Azureストレージアカウントのカスタマーマネージドキー暗号化設定手順
このブログシリーズ「クラウドセキュリティ 実践集」では、一般的なセキュリティ課題を取り上げ、「なぜ危険なのか?」というリスクの解説から、「どうやって直すのか?」という具体的な修復手順(コンソール、AWS CLI、Terraformなど)まで、分かりやすく解説します。

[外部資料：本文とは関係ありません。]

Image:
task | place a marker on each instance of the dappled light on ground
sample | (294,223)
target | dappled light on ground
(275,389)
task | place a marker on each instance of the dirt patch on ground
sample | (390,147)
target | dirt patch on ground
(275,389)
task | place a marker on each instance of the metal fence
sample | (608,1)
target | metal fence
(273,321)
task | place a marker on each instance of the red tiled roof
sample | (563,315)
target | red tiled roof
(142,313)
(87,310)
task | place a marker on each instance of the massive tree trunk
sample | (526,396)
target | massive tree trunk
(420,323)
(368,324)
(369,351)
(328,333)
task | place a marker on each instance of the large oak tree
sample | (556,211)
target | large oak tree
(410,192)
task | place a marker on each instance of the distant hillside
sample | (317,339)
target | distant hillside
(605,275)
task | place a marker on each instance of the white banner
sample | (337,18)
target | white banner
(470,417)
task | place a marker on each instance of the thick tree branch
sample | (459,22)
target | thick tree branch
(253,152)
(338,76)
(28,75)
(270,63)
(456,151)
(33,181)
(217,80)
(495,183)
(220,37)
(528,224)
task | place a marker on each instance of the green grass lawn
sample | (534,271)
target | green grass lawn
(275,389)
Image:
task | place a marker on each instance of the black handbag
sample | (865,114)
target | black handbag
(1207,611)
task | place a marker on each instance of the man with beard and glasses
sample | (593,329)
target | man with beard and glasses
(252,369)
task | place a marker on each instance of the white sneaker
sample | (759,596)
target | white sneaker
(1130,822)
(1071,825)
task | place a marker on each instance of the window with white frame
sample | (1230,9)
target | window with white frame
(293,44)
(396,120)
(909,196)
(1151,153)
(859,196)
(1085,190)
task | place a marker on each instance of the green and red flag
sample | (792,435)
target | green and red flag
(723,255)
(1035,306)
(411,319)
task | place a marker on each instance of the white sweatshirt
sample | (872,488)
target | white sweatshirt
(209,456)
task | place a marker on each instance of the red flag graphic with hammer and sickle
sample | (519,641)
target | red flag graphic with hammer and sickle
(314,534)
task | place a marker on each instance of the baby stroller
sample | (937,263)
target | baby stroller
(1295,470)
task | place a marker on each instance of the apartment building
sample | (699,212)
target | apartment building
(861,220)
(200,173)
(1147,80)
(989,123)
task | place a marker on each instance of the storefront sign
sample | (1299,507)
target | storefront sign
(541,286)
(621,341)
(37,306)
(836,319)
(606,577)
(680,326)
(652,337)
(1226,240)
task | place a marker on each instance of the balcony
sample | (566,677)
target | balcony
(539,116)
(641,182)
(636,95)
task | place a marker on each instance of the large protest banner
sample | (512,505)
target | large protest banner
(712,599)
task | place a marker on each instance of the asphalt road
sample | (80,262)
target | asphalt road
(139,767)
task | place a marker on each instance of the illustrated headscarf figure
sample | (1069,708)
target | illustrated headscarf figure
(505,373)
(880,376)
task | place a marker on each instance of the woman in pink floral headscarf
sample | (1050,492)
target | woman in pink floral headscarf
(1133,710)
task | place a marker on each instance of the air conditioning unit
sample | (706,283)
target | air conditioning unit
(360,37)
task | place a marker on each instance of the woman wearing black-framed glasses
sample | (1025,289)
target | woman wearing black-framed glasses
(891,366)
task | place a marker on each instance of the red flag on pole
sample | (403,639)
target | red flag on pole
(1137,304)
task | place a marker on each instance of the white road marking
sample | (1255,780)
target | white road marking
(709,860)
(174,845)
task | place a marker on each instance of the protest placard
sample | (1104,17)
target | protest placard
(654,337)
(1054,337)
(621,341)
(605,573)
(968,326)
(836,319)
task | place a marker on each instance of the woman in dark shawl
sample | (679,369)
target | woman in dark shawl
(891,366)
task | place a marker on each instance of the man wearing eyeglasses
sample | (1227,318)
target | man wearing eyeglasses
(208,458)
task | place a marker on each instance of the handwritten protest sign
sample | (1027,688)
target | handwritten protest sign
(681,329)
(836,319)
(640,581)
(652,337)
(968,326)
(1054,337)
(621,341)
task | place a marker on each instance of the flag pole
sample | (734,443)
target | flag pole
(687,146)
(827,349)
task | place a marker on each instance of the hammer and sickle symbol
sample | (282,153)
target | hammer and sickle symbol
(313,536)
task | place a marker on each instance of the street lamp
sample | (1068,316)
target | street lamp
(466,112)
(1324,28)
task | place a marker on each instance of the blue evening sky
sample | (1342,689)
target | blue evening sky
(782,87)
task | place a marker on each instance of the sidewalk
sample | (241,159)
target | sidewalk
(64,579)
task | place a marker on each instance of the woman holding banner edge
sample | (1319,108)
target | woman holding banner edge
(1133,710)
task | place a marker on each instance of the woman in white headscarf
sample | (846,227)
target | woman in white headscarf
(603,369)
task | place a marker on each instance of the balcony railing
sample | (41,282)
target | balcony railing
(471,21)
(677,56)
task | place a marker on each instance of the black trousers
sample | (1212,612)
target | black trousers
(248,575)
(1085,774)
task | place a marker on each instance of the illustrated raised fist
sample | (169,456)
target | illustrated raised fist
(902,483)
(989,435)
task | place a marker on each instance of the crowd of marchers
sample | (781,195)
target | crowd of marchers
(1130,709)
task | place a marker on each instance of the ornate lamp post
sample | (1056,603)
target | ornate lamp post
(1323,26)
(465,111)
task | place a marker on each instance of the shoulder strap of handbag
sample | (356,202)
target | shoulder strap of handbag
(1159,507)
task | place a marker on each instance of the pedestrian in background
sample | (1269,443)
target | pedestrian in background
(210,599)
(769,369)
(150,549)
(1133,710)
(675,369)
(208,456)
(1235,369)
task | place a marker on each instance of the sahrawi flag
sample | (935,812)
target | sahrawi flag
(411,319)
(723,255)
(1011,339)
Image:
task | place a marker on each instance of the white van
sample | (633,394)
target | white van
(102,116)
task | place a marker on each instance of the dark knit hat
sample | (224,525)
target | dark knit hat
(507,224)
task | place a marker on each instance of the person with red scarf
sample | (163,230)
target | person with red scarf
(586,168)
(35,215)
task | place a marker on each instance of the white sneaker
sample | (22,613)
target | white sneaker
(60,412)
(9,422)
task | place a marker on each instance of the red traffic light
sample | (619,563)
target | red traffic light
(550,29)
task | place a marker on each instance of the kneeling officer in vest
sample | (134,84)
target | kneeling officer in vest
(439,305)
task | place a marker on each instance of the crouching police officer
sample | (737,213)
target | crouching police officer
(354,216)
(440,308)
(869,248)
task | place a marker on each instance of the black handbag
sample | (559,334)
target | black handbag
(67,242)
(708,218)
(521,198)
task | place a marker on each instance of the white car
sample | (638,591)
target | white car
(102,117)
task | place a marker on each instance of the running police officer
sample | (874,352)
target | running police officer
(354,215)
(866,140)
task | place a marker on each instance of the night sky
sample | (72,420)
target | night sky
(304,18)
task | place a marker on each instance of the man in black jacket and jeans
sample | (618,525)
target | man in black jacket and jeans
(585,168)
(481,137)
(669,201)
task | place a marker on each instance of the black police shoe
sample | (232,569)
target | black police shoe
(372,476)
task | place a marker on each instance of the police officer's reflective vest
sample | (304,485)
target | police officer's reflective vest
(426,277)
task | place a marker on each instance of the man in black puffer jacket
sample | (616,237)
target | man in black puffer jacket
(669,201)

この記事では、Azureストレージアカウントでカスタマーマネージドキーによる暗号化を設定する方法について、リスクと対策を解説します。
ポリシーの説明
Azureストレージアカウントでは、既定でMicrosoftが管理する暗号化キーを使用してAES 256ビット暗号化が実施されますが、より高度なセキュリティとコンプライアンス要件を満たすためには、カスタマーマネージドキー(CMK)を使用した暗号化が推奨されます。CMKを使用することで、暗号化キーのライフサイクル全体を組織が管理でき、キーのローテーション、無効化、監査などを自由に制御できます。2025年現在、クロステナントCMKやCustomer-Provided Keys (CPK)などの新機能も利用可能です。
修復方法
コンソールでの修復手順
Azure コンソールを使用して、ストレージアカウントでカスタマーマネージドキーによる暗号化を有効にします。
前提条件の確認
- Azure Key VaultまたはAzure Key Vault Managed HSMが作成されていること
- Key Vaultで「削除保護(Purge Protection)」と「論理的な削除(Soft Delete)」が有効になっていること(CMKでは必須)
手順
- Azure Key Vaultの準備
- Azure Portalで「Key Vaults」に移動
- 既存のKey Vaultを選択、または新規作成
- 「プロパティ」から以下を確認:
- 「論理的な削除(Soft Delete)」: 有効(2019年12月以降の新規Vaultでは既定で有効)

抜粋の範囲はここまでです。